Identify and extract Data and Code sharing from PMC XML files.
Source:R/rt_data_code_pmc.R
rt_data_code_pmc.RdTakes a PMC XML file and returns data related to the presence of Data or
Code, including whether Data or Code have been shared. If Data or Code
exist, it will extract the relevant text for each. Detection is performed
by the native detector (.detect_data_code); the package no longer
depends on oddpub or tokenizers.
Arguments
- filename
The filename of the XML file to be analyzed as a string.
- remove_ns
TRUE if an XML namespace exists, else FALSE (default).
- specificity
Retained for backward compatibility; it no longer changes the result.
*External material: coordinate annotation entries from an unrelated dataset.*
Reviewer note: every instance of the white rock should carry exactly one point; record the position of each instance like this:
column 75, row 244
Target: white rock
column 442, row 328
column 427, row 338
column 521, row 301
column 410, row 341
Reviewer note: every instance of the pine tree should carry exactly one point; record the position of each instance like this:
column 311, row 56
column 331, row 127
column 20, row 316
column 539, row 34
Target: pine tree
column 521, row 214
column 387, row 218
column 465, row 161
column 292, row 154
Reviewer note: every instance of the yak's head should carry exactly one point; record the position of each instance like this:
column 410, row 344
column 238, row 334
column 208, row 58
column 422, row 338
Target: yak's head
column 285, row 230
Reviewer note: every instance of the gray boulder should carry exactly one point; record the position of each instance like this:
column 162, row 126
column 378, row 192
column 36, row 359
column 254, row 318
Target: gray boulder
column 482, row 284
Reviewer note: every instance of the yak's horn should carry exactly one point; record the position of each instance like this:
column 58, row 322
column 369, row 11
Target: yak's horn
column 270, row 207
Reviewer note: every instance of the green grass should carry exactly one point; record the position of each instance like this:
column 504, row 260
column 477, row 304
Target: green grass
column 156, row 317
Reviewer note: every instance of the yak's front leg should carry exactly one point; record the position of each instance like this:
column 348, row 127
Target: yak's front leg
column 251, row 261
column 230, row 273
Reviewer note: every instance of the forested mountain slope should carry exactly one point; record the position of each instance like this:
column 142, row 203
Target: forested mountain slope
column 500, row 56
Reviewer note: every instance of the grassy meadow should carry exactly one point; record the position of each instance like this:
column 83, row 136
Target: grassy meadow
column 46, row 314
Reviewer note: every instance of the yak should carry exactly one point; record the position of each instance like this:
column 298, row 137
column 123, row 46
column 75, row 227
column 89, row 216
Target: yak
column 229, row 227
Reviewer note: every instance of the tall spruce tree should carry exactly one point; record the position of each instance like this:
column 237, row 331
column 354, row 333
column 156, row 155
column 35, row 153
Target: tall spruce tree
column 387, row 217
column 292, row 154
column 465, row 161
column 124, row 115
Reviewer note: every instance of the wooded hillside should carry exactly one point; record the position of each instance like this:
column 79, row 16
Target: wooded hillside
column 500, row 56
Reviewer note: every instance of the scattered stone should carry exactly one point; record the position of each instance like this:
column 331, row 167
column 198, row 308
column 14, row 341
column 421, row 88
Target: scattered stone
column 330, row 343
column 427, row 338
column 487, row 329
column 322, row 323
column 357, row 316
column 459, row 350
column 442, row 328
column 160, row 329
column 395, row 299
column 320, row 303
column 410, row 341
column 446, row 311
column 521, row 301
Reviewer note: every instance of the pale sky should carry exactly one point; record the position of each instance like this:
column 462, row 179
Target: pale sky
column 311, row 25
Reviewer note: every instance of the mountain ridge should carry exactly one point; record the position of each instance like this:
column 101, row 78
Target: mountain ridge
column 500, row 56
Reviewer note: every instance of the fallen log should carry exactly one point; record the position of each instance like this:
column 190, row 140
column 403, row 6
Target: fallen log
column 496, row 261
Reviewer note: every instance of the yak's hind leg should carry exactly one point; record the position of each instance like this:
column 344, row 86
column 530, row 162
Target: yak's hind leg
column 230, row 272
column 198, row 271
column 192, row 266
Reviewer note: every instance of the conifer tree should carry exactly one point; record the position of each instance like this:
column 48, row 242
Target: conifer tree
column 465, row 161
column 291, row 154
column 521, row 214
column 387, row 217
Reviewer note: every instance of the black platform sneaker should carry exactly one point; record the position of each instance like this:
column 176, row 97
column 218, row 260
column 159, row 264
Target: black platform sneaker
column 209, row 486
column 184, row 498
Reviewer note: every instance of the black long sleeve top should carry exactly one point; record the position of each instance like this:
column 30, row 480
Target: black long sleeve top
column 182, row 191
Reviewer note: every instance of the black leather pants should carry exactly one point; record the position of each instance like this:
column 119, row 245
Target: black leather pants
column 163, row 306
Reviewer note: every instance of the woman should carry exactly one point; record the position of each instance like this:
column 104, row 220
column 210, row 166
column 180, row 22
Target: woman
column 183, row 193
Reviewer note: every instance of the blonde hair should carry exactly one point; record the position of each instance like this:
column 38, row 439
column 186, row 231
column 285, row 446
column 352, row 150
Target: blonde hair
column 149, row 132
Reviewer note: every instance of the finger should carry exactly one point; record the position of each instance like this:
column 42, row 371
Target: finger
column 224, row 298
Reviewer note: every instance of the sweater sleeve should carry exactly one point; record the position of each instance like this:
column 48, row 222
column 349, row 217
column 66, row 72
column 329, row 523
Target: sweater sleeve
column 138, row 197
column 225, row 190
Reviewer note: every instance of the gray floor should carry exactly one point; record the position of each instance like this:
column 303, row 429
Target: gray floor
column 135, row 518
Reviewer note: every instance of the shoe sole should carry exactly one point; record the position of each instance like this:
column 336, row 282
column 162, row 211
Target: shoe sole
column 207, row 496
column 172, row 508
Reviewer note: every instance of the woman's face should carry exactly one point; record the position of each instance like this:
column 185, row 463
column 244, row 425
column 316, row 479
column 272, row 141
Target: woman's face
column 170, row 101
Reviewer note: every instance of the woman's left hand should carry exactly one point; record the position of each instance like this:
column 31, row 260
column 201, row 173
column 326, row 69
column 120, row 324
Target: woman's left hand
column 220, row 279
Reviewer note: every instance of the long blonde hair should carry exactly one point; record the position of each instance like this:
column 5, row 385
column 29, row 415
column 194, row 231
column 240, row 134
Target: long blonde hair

The native detector extracts a fixed, broad set of article text (body paragraphs and titles, back matter, footnotes and supplements) and applies repository, accession and availability-statement patterns.
Value
A dataframe of results: the unique IDs of the article, whether data or
code sharing was found (is_open_data, is_open_code), the
statement text that triggered each detection
(open_data_statements, open_code_statements) and the
persistent identifiers and URLs of what was shared
(open_data_links, open_code_links). The links are the DOIs
(as doi.org URLs), repository URLs and database accessions (as
identifiers.org prefix:accession) extracted from the statements,
separated by " ; ".
Examples
# \donttest{
# Path to PMC XML
filepath <- system.file(
"extdata", "PMID32171256-PMC7071725.xml", package = "rtransparency"
)
# Identify and extract indicators of data and code sharing
results_table <- rt_data_code_pmc(filepath, remove_ns = TRUE)
# }